Thread: Query plan for NOT IN

Query plan for NOT IN

From
Matthew Wakeling
Date:
mnw21-modmine-r13features-copy=# select count(*) from project;
  count
-------
     10
(1 row)

mnw21-modmine-r13features-copy=# select count(*) from intermineobject;
   count
----------
  26344616
(1 row)

mnw21-modmine-r13features-copy=# \d intermineobject;
Table "public.intermineobject"
  Column |  Type   | Modifiers
--------+---------+-----------
  object | text    |
  id     | integer | not null
  class  | text    |
Indexes:
     "intermineobject_pkey" UNIQUE, btree (id)

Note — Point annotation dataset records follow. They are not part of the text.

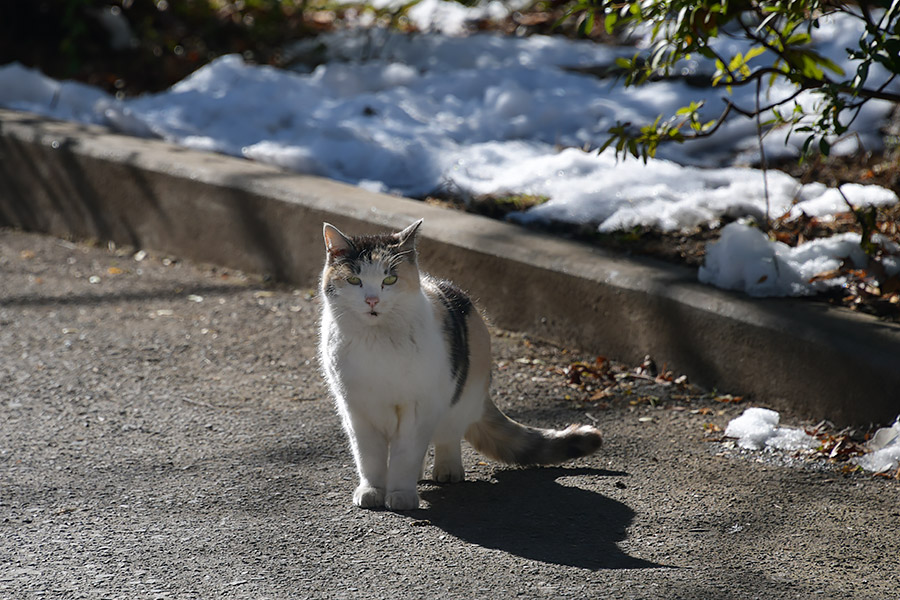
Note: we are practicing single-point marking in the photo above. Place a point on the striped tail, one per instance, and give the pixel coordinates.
(502, 439)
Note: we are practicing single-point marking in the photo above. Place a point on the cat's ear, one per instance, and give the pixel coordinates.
(336, 243)
(407, 237)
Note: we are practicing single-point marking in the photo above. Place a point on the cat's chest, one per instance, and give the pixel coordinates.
(391, 363)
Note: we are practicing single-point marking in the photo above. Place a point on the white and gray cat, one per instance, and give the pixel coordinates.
(408, 359)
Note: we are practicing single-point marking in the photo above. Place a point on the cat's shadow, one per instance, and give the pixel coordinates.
(529, 513)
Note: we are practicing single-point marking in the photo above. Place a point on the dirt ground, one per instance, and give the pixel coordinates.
(165, 433)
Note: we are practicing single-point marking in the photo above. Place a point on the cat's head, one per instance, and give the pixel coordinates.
(367, 277)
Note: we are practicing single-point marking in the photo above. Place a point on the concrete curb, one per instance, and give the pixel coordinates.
(74, 180)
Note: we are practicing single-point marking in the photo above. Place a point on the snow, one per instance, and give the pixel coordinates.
(757, 428)
(884, 450)
(487, 114)
(745, 259)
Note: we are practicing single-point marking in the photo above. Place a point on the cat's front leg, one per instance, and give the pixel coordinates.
(404, 469)
(370, 451)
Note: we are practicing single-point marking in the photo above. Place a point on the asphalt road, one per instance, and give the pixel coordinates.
(164, 433)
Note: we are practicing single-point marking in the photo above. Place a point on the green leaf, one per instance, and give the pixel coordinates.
(609, 23)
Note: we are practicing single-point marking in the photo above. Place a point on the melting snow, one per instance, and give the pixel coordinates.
(487, 114)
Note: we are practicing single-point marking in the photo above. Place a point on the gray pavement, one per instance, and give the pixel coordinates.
(89, 183)
(164, 433)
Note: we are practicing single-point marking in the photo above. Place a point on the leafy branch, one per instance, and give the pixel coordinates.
(780, 46)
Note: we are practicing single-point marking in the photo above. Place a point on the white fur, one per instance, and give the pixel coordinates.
(391, 377)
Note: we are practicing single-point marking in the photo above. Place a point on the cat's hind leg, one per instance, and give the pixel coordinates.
(448, 462)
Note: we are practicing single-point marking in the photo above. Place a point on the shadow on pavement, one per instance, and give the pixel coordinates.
(528, 513)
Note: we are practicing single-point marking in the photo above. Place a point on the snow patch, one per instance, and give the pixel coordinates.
(758, 428)
(885, 450)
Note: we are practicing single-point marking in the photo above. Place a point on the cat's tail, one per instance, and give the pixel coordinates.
(500, 438)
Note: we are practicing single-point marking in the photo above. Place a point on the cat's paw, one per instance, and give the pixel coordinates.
(448, 473)
(366, 496)
(402, 500)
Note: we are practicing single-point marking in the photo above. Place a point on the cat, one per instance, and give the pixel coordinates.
(407, 358)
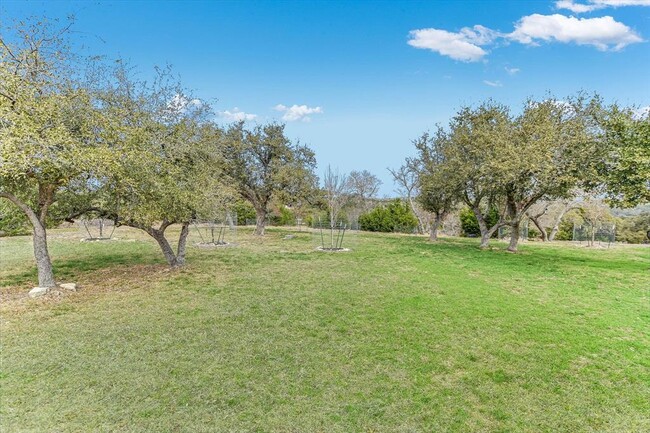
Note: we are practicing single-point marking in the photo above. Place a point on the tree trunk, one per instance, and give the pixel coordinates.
(168, 252)
(260, 222)
(486, 233)
(41, 254)
(435, 225)
(417, 216)
(182, 244)
(541, 229)
(514, 236)
(558, 220)
(43, 262)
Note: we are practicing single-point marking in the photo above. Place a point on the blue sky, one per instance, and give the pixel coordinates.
(357, 81)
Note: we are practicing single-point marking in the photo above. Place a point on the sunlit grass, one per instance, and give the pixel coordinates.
(272, 336)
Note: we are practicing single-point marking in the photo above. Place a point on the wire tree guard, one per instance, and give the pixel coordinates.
(217, 232)
(592, 233)
(97, 229)
(504, 232)
(330, 236)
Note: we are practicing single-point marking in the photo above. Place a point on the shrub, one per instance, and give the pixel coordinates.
(245, 211)
(469, 223)
(633, 229)
(396, 216)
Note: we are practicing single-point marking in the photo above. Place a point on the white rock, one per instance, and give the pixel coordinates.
(38, 291)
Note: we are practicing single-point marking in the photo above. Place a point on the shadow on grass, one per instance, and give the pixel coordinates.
(529, 254)
(70, 268)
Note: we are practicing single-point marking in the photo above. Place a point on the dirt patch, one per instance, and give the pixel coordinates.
(115, 279)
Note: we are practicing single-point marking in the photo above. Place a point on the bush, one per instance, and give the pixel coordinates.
(245, 211)
(394, 217)
(565, 231)
(469, 223)
(634, 229)
(283, 217)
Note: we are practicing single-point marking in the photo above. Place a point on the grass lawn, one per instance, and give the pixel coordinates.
(398, 335)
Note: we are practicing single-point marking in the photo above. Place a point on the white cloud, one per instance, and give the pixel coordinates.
(641, 113)
(463, 46)
(297, 112)
(603, 33)
(593, 5)
(236, 115)
(181, 105)
(493, 83)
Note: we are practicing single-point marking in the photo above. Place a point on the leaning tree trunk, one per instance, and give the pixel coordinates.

mnw21-modmine-r13features-copy=# explain select * from project where id
NOT IN (SELECT id FROM intermineobject);
                                      QUERY PLAN
------------------------------------------------------------------------------------
  Seq Scan on project  (cost=1476573.93..1476575.05 rows=5 width=183)
    Filter: (NOT (hashed SubPlan 1))
    SubPlan 1
      ->  Seq Scan on intermineobject  (cost=0.00..1410720.74 rows=26341274 width=4)
(4 rows)

This query plan seems to me to be a little slow. Surely it could iterate
through the ten project rows and perform ten index lookups in the big
table?

Matthew

--
 Riker: Our memory pathways have become accustomed to your sensory input.
 Data:  I understand - I'm fond of you too, Commander. And you too Counsellor

Re: Query plan for NOT IN

From
Grzegorz Jaśkiewicz
Date:


On Mon, Oct 5, 2009 at 2:52 PM, Matthew Wakeling <matthew@flymine.org> wrote:

mnw21-modmine-r13features-copy=# select count(*) from project;
 count
-------
   10
(1 row)

mnw21-modmine-r13features-copy=# select count(*) from intermineobject;
 count
----------
 26344616
(1 row)

mnw21-modmine-r13features-copy=# \d intermineobject;
Table "public.intermineobject"
 Column |  Type   | Modifiers
--------+---------+-----------
 object | text    |
 id     | integer | not null
 class  | text    |
Indexes:
   "intermineobject_pkey" UNIQUE, btree (id)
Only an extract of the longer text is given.